Colombian and U.S. military veteran Alfred Varon Guzman forged a signature on a check from someone he says owed him money and had given him the check.
"He told me 'Don't cash it until I tell you so.' That was my mistake. I signed it and I tried to cash it. So I take full responsibility for that," Varon said.
"I went in front of the judge. I pled guilty to a suspended sentence for an attempted forgery. That was 1988. I signed it. I left. And that was that. I forgot about it."
He forgot about it until nearly a decade later when the criminal history popped up on a security clearance for a job.
When he went to straighten it out with an immigration judge, he was immediately detained.
After fighting the case for five years, he missed a court appearance while in the hospital for spleen and galbladder surgery.
"I think I'm the only vet that was deported while in the veteran's hospital. I was in the veteran's hospital when I was ordered removed," Varon said.
A 1996 immigration law expanded the list of crimes considered to be "aggravated felonies." The law made some misdemeanor crimes result in permanent, mandatory deportation for non-citizens.
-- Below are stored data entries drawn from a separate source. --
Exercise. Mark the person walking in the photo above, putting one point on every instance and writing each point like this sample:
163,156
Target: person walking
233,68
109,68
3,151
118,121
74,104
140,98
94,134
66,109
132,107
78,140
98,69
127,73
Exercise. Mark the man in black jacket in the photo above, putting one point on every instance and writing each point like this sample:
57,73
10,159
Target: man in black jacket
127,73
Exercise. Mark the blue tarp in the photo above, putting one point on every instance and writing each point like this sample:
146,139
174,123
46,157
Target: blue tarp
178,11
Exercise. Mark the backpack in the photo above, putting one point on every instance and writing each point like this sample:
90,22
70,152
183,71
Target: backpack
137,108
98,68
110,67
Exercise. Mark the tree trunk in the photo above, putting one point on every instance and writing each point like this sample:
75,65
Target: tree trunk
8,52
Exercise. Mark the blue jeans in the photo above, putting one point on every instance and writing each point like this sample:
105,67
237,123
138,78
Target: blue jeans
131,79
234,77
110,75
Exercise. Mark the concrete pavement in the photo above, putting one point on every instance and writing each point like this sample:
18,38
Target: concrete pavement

Soon after Varon was ordered removed, his mother's home was raided.
"Two officers came in, picked me up, walked me out," Varon said. "No clothing, no money, no idea, no nothing. I didn't even know where I was going. They said, 'We're taking you to Columbia.'"
Because he left with no ID or birth certificate, it took eight months for his birth country to recognize him as a citizen and give him an ID.
"We had never been there," Varon said, although he left the country for New Jersey when he was four. "I really didn't know that country because I hadn't grown up there. At the time, what I was worried and concerned about is they were in the middle of a civil, drug war, and being an ex-U.S. vet, was not nice."
Now, with holidays approaching, these veterans say they wish they could spend time with their family, who are mostly in the U.S.
But what Varon misses the most is feeling safe.
"I felt safe in the United States. I felt that I was someone there that people respected and looked up to," he said.
Barajas said he will eventually return to the U.S.-- even if it takes the rest of his life. When he dies, he is eligible for burial in a national cemetery like any other veteran.
"So I feel if I'm eligible to be buried as an American and be treated as an American when I die, why not let me live in the United States?"
For now, he continues to work the legal system and the legislative system, rallying other deported vets and asking veteran support groups to lobby Congress.
Barajas said his support house is seeking donations for a holiday toy drive for children of deported veterans.